Saturday, June 09, 2007

Not Alone part 2

A friend of mine who knows I'm preparing to run a half marathon is working hard to make sure I'm prepared. He's the only person who asks me regularly how my running is going. He keeps volunteering to run with me because he plans to run as well. Problem is this guy is like a machine. He works out all the time. He lies down on the floor while the kids from church all jump up and down on his stomach and he never flinches. He even offered to run at my pace. When he told me what his "slow days" were, I 'bout had a heart attack. If I want to survive to run in November, I need to get in better shape before running with this guy.

Running is one of those things I've always done alone, except when I coached high school cross country. Then I would run with my team. Most of them had no idea how hard I struggled to keep up with the best. Luckily I had the excuse of having to hold back to keep the rear half moving. I really do want to run with my friend because I know that I will get in shape a lot faster with him pushing me. I just worry about surviving the pushing!

My faith journey has always benefitted when I "ran" with someone who was much better than I. I could watch their lives and see how they handle things. I could learn to "do" things like them. I can look back and see how I grew.

There have been times where someone wanted to "run" with me so they could grow in their faithi journeys. It was an honor and privilege to be part of their spiritual growth. I had to be careful not to push them too hard beyond what they were capable of. That is not always easy to determine as a coach. Many times those of us with more experience forget that we had to work ourselves into spiritual shape.

How is your running going? Who do you need to begin training with, either for your benefit or theirs? Just a thought.

Monday, June 04, 2007

I'm Not Alone

A couple of weeks ago, I was talking with some people about one of my favorite things in the whole world - peanut butter. I was lamenting the continued absence of my brand of choice - Peter Pan reduced fat crunchy. In fact, there is no Peter Pan to be found of any type. I know I've ranted about this before, but this has got to stop. I need my peanut butter. I haven't found any other brand that I like.

An interesting thing happened. In the small group of about twenty that I was speaking to, several heads began to nod in sympathy, no make that empathy. We all shared our frustration with the long wait we are enduring for the creamy crunchy nectar of heaven made by Peter Pan to return to the shelves. They too had tried other brands and the other brands had come up short. I learned I was not alone. The five or six of us continued to talk off to the side about our woes with regards to our forced abstinence from one of our favorite foods.

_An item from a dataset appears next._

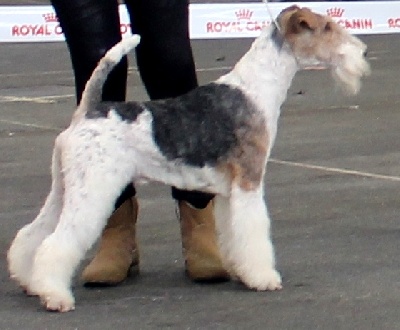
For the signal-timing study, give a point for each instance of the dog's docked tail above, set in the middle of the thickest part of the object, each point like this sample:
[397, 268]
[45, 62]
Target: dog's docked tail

It is good to discover you are not alone in your suffering, especially in more serious matters. After suffering through occupational burnout and a near nervous breakdown, I was surprised and relieved to discover just how many of my colleagues had gone through similar experiences. Even though I was well into my recovery at the time, it was encouraging to learn that my experience was somewhat normal. It is always amazing to watch the look on someone's face when they are sharing their troubles and someone else comes along and says, "Me too!"

I've said this before, but it's worth saying a thousand more times, this is one of the reasons you should never journey alone. We need to find others that will journey along the path of faith with us. They will be able to say, "Me too!" when times get hard and their experiences can become learning tools and support for us. We can "pay it forward" by doing the same for someone else down the road. Everyone benefits when they do it together. Just a thought.